I intended to post this writeup to coincide with the official publication of the 10th anniversary edition of the Applied Ontology journal due to go in print this month, but I have less patience than I thought. The reason for this is that my PhD student, Zubeida Khan, and I got a paper accepted for the anniversary edition, which is online in the issue preprint as An empirically-based framework for ontology modularity [1]. It was one of those I’m-not-sure-but-lets-be-bold-and-submit-anyway papers, with Zubeida as main author. It is her first ISI-index journal article, and congrats to that! (The article bean counting is [somewhat/very] important in academia in South Africa). UPDATE (22-12): from the editorial by Guarino & Musen: it was one of the 2 papers accepted out of the 7 submitted, and IOS Press has awarded a prize for it.

So, what is the paper about? As the blog post’s title suggest: ontology modules. The first part is a highly structured and comprehensive literature review to figure out what all the parameters are for ontology modularisation, which properties modules have, and so on. The second part takes a turn to an experimental approach, where almost 200 ontology modules are classified according to those parameters. Both seek to answer questions like: “What are the use-cases, techniques, types, and annotation features that exist for modules? How do module types differ with respect to certain use-cases? Which techniques can we use to create modules of a certain type? Which techniques result in modules with certain annotation features?” Answers to that can be found in Section 6, with the very short version to the first question (explanations in the paper):

  • use-cases: maintenance, reasoning, validation, processing, comprehension, collaborative efforts, and reuse.
  • techniques: graph partitioning, modularity maximisation, hierarchical clustering, locality-based modularity, query-based modularity, semantic-based abstraction, a priori modularity, and manual modularity.
  • types: ODPs, subject domain-based, isolation branch, locality, privacy, domain coverage, ontology matching, optimal reasoning, axiom abstraction, entity type, high-level abstraction, weighted, expressiveness sub-language, and expressiveness feature modules.
  • annotation features: seed signature, information removal, abstraction (breadth and depth), refinement, stand-alone, source ontology, proper subset, imports, overlapping, mutual exclusion, union equivalence, partitioning, inter-module interaction, and pre-assigned number of modules.

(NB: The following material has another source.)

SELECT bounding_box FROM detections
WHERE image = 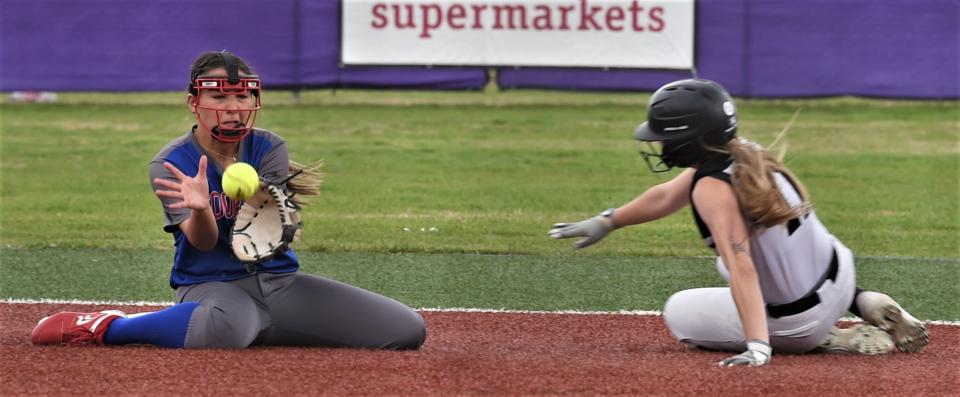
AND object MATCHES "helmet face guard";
[193,74,261,142]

This, then, feeds into the third part of the paper that puts the two previous ones together into a framework for ontology modularity, which links the various dimensions (groups of parameters) based on the dependencies that surfaced from the literature review and analysis of modules, and proposes how to proceed in some modularization scenario. That is, it answers the other three main questions. They are easier to show in a figure, imo, like the following one on dependencies between module type and the techniques to create them:

Dependencies between type of module and technique to create the module (Source: [1])

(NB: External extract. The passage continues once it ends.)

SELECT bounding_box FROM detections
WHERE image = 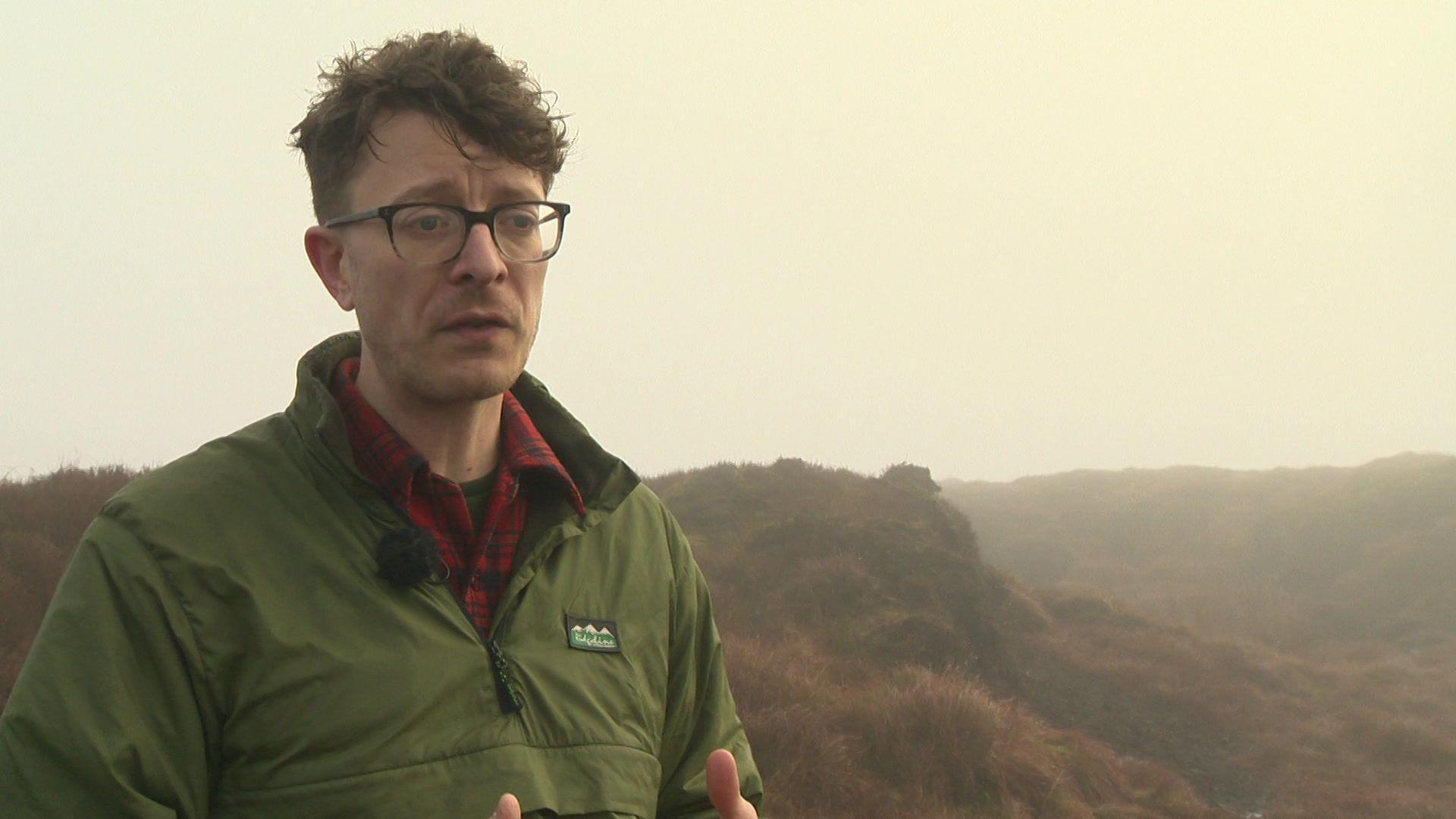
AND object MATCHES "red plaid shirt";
[331,359,587,637]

Dependencies between type of module and technique (Source: [1])

With it, you’d be able to answer a case like: “Given that we wish to create an ontology module with a certain purpose or use-case in mind, which modularity type of module could this result in?” and so on to which technique to use, and which properties such a module will have.

Space limitations caused the paper to have only one illustrative example with the Symptom Ontology, but the general idea hopefully will be clear nevertheless. At the moment, before official print, the article is still behind a paywall if you don’t have either institutional or IAOA access, but feel free to contact either Zubeida or me for a copy.

References

[1] Khan, Z.C., Keet, C.M. An empirically-based framework for ontology modularity. Applied Ontology, 2015, in print (25p). DOI: 10.3233/AO-150151.